Of the judges who wrote opinions for the case, they varied widely:

Judge Mary’s inheritance is hers only during her lifetime? Does grammar matter? Reverse the lower court’s decision?
Barlow yes no yes
Hard yes yes yes
Spencer yes yes yes
Wright yes yes yes
Johnson not sure no yes
Porter yes no no
Van Schoonhoven no yes no

Said one judge, if the testator wanted “lifetime” to count only for the $500 interest, the sentence above should read, “I give to my wife all my real estate and one clock, and the interest of five hundred dollars during her lifetime.” He also argued that the sentence would be much clearer without that serial comma.

Still, “Punctuation determines nothing,” he wrote. “Intent is everything; and very little reliance should be placed upon the capricious rules of grammar.” He loathed to group together “profound jurists of former and present ages” and “grammarians and critics of the present day.”

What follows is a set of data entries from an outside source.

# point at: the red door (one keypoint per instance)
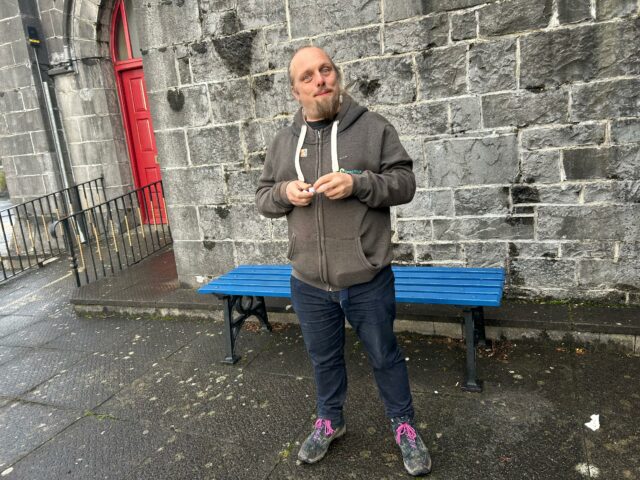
(134, 103)
(143, 143)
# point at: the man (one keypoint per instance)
(334, 173)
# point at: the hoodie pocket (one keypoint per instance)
(347, 263)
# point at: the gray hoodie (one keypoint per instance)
(334, 244)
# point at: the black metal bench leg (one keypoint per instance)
(260, 311)
(230, 330)
(471, 382)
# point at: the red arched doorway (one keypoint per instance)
(134, 105)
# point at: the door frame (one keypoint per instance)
(119, 67)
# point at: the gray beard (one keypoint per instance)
(328, 109)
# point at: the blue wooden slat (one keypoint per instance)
(427, 285)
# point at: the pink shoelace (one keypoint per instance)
(406, 429)
(328, 431)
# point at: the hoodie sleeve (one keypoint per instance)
(395, 184)
(271, 196)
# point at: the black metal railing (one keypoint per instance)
(26, 230)
(107, 238)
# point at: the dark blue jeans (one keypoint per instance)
(370, 308)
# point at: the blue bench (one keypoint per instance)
(244, 288)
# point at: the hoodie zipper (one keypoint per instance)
(320, 223)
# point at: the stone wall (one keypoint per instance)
(521, 116)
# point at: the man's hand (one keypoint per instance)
(335, 185)
(297, 193)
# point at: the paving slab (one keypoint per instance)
(188, 457)
(91, 448)
(26, 426)
(9, 353)
(92, 381)
(25, 372)
(12, 323)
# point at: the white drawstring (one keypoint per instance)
(334, 147)
(296, 159)
(335, 167)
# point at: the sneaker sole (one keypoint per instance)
(309, 461)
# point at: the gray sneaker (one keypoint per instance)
(316, 445)
(414, 452)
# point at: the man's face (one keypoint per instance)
(315, 84)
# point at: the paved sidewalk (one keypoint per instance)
(110, 396)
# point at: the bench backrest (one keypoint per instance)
(428, 285)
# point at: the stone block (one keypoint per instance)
(579, 54)
(465, 114)
(492, 66)
(11, 101)
(194, 186)
(606, 9)
(588, 249)
(279, 54)
(180, 107)
(563, 136)
(20, 122)
(172, 148)
(430, 203)
(166, 23)
(184, 222)
(195, 258)
(443, 72)
(617, 162)
(589, 222)
(403, 253)
(242, 185)
(308, 18)
(351, 45)
(612, 192)
(414, 230)
(574, 11)
(625, 131)
(414, 149)
(233, 222)
(272, 95)
(621, 275)
(514, 16)
(486, 254)
(215, 145)
(160, 69)
(525, 108)
(231, 101)
(616, 98)
(488, 228)
(464, 26)
(420, 119)
(226, 58)
(263, 253)
(541, 167)
(259, 13)
(533, 249)
(542, 273)
(481, 201)
(16, 145)
(438, 252)
(420, 34)
(472, 161)
(381, 81)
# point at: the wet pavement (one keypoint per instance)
(139, 397)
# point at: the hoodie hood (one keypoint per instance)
(348, 114)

Things got pretty heated. Another judge criticized the lower court judge, writing, “I think he does violence not only to the plainest rules of grammar, but to the common rules of construction.”

Details, details, details

The vast majority of ambiguities in wills are resolved privately, or don’t warrant published opinions, so we only know about a tiny number of these disputes. And for estate lawyers, attention to clear language should happen well before somebody dies.

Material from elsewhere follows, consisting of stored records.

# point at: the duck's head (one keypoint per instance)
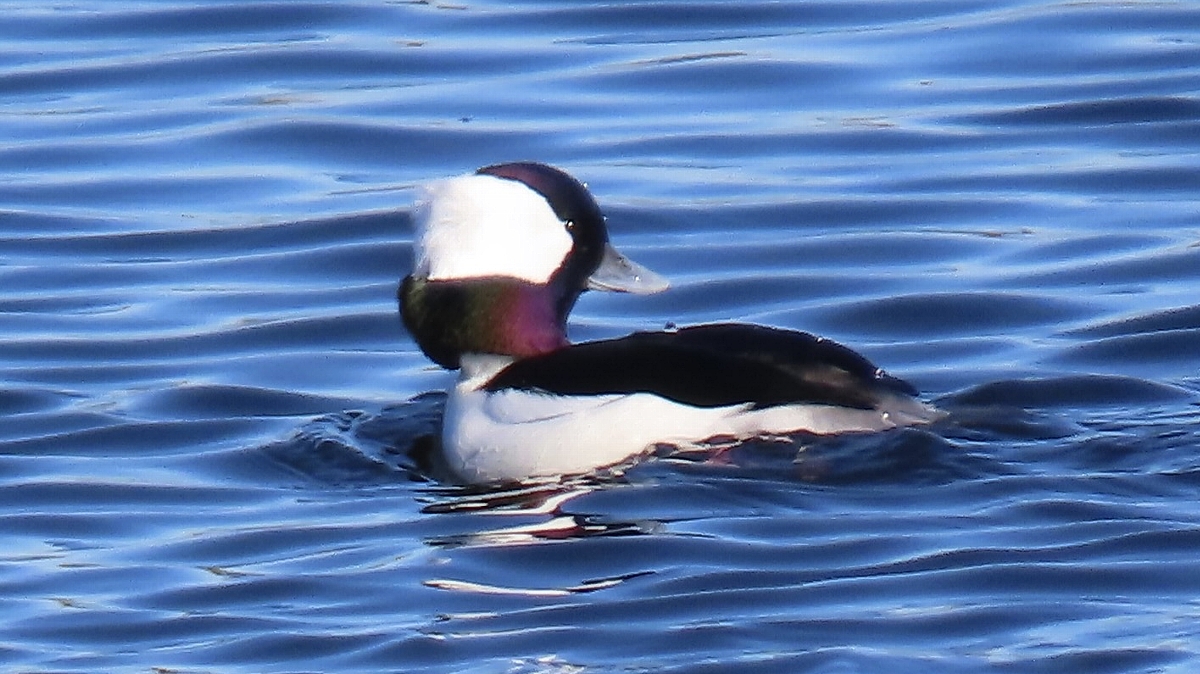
(499, 258)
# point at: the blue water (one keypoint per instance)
(209, 459)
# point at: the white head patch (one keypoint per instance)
(475, 226)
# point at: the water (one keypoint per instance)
(209, 402)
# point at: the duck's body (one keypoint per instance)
(531, 404)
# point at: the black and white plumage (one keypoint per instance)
(499, 259)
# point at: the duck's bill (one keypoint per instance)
(618, 274)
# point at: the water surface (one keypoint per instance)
(209, 401)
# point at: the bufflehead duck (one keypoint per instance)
(501, 256)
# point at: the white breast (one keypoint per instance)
(513, 435)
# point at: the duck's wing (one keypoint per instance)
(711, 366)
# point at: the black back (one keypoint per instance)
(709, 366)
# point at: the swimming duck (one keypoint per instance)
(501, 257)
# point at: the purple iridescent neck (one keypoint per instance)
(484, 316)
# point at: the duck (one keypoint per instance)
(499, 259)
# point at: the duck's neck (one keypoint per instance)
(497, 316)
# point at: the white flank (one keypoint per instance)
(513, 435)
(477, 226)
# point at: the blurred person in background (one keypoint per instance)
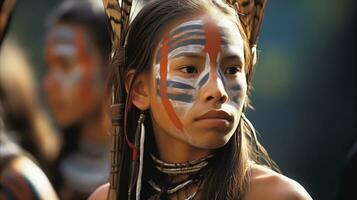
(76, 50)
(23, 114)
(20, 177)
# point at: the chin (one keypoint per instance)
(211, 141)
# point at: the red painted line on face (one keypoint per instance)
(164, 51)
(213, 45)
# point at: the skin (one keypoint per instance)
(199, 68)
(23, 179)
(73, 74)
(222, 90)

“A comma really can make a difference in estate planning,” says Carly McKeeman, an estate lawyer by training who’s now a vice president at Evercore Wealth Management. “It’s so much about ordering and grouping, either people or assets, or a sense of time—if this happens then this—and commas by their very nature create groupings and pairings around which all of that functions.”

“Clarity and consistency are the most important elements of drafting estate planning documents,” says Sean R. Weissbart, counsel at the firm Morris & McVeigh and an adjunct professor teaching estate drafting at Fordham’s School of Law. But too often lawyers are careless, he says. Marc Bloostein, a partner at Ropes & Gray who lectures on estate planning at Harvard Law School, blames ambiguities on human error, and also computers. He says word processing has especially contributed to lawyerly laziness, as documents from different clients end up re-used without thorough checks for those devilish details.